Pemerintah Indonesia, menurut dia, seharusnya mengukur ulang
baseline emisi dari kejadian kebakaran hutan dan gambut, sehingga perlu
menjadikan kebakaran hutan dan lahan dan juga tata kelola gambut sebagai
salah satu hal yang paling mendasar.
Penetapan moratorium dan review izin pemanfaatan lahan gambut jika
situasi seperti saat ini, tidak memiliki kekuatan signifikan.
Lebih
lanjut ia mengatakan bahwa kebijakan moratorium yang dikeluarkan oleh
Presiden melalui Inpres Nomor 8 Tahun 2015 sangat lemah, terlebih tanpa
ada review terhadap perizinan lama dan penegakan hukum.
Terlebih jika dihubungkan dengan rencana pembangunan Indonesia
sebagaimana yang termuat dalam Rencana Pembangunan Jangka Menengah
Nasional (RPJMN) 2015--2019. Antara lain di sektor energi, pembangunan
35.000 megawatt (MW), sebagian besar masih mengandalkan batubara, energi
yang kotor yang justru akan semakin menaikkan emisi Indonesia.
"Bagaimana mungkin target menurunkan emisi karbon 29 persen pada
2030 dapat tercapai, jika karbon yang dihasilkan dari pembakaran
batubara, justru meningkat dua kali lipat dari 201 juta tCO2 pada 2015
menjadi 383 juta tCO2 pada 2024," ujar dia.

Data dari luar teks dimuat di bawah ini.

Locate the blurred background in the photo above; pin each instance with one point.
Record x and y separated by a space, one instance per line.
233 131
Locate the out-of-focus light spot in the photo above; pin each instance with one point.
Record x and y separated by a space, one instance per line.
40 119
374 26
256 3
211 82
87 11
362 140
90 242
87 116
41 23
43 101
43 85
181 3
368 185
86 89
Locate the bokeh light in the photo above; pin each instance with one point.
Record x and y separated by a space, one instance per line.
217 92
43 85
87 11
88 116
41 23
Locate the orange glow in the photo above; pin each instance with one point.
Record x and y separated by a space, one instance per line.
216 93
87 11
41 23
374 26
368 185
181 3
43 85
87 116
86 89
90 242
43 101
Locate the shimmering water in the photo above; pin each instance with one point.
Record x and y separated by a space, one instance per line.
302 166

Pertanyaan kritisnya dari pidato yang disampaikan di Paris adalah
jika terdapat celah antara RPJMN dengan INDC Indonesia yang telah
disubmit ke United Nations Framework Convention on Climate Change
(UNFCCC) sebagai sebuah komitmen Indonesia menurunkan emisi global, akan
kah ada masa transisi untuk menjembatani kotradiksi antara komitmen
penurunan emisi dengan kebijakan pembangunan yang memproduksi emisi.